Desde la calle Andrianon llegaron hasta el Ágora antigua y el Partenon. Cerraron los ojos mientras oían a las chicharras y varias lenguas extranjeras en la Estoa de Zeus Eleutherios. Por la avenida Konstantinoupoleos fueron hasta las afueras de la ciudad, hasta la Academia de Platón. Y entre el Museo Bizantino y un parque –cerca del Parlamento actual– vieron los restos arqueológicos de lo que fue el Liceo de Aristóteles. Pasaron unas horas en un barrio –no recuerdo su nombre– gestionado por grupos antifascistas. Allí presenciaron un concierto de hip-hop. Uno de los días, otro cliente del hotel, un señor de Miami, les preguntó qué tal habían encontrado la habitación. Le dijeron que habían pasado mucho calor. “¿El aire acondicionado no funcionó?”, les interpeló.

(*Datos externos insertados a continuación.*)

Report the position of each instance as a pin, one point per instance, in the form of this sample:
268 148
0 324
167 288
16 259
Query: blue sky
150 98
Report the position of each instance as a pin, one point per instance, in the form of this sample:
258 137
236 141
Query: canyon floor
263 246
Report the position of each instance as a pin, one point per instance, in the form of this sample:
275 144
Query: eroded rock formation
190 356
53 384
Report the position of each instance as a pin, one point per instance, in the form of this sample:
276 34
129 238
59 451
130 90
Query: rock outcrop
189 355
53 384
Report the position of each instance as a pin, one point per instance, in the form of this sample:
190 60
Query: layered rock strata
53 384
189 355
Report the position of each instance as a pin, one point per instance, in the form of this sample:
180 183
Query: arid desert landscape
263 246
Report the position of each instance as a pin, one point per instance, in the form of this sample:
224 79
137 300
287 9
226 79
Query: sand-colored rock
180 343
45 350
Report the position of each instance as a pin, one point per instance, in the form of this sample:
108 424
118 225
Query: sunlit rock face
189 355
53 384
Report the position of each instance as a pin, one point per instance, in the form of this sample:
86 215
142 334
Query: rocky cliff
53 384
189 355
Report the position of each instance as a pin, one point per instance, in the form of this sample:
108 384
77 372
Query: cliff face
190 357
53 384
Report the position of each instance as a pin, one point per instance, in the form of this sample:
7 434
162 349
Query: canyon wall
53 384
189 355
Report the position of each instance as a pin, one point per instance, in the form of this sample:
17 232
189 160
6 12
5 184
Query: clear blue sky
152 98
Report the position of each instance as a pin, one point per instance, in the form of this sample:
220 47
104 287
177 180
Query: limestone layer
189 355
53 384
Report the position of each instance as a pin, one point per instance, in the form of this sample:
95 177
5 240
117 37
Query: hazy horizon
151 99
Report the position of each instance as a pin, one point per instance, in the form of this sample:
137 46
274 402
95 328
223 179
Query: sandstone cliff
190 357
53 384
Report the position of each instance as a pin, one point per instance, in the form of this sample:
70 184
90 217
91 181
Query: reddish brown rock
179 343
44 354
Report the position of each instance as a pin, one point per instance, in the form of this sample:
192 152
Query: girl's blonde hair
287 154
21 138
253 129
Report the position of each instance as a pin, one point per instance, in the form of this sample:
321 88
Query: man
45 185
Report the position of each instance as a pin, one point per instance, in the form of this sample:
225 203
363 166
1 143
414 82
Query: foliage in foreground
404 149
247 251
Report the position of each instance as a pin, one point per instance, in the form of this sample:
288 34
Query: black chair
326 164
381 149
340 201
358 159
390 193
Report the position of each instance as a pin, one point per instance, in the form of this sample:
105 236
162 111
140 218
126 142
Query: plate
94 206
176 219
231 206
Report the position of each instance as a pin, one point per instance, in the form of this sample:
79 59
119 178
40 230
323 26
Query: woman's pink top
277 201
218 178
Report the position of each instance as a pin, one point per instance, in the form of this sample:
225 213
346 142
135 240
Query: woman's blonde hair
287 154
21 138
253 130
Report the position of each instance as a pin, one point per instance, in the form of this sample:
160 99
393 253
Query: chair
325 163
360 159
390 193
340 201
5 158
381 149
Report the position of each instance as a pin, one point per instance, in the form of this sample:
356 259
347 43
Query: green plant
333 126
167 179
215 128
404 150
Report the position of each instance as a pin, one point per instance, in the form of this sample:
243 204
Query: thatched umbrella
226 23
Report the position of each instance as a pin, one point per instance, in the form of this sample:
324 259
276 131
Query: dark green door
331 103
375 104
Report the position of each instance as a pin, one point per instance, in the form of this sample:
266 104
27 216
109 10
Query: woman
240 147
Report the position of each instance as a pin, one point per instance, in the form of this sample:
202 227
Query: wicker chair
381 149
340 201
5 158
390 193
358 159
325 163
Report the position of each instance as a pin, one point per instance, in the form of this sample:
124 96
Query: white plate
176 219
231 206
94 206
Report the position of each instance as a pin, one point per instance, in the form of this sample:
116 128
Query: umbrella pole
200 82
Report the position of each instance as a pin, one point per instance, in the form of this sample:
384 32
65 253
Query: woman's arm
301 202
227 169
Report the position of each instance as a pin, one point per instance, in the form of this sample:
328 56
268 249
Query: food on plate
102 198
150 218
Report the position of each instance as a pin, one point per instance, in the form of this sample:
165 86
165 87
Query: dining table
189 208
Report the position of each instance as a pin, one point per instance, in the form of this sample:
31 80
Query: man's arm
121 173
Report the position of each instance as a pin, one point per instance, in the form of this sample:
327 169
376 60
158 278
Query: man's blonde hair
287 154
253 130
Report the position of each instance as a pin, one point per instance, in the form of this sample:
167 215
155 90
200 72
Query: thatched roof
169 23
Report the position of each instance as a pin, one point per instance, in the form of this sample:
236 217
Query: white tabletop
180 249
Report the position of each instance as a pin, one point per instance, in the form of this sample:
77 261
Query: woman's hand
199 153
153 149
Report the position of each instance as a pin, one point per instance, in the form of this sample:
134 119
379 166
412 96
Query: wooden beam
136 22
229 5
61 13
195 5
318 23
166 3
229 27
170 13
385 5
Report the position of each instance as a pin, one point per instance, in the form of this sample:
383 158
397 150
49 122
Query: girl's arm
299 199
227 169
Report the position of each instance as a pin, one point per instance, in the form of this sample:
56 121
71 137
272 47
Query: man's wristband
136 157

Y ellas respondieron: “Casi no lo hemos utilizado, influye en la contaminación”.
Cuando Marta me lo contó, recordé los dos últimos párrafos del prólogo que escribí hace un par de meses para el libro de mi amigo Vercher, un erudito en cuestiones medioambientales. Es un prólogo con algo de “lírico”, como él me sugirió. Comienza con una excursión por las montañas nevadas. Pensé que esas recomendaciones que yo hacía al final de mi escrito tenían en la actitud combativa de estas tres mujeres su mejor confirmación:
“Trataremos de seguir escuchando el latido del mundo cuando volvamos al griterío de las tierras bajas, a todas las contaminaciones. Y cuidaremos de que nuestros pasos y acciones dejen la menor huella en la piel de nuestros barrios y ciudades, en el aire que respiramos. No es tan complicado ser activistas de la levedad.
Estos esfuerzos no son considerables ni necesitan de una naturaleza heroica; son un pequeño objetivo moral, pequeños actos de resistencia que pueden contribuir a preservar retazos de belleza, un paisaje mejor para nuestras vidas”.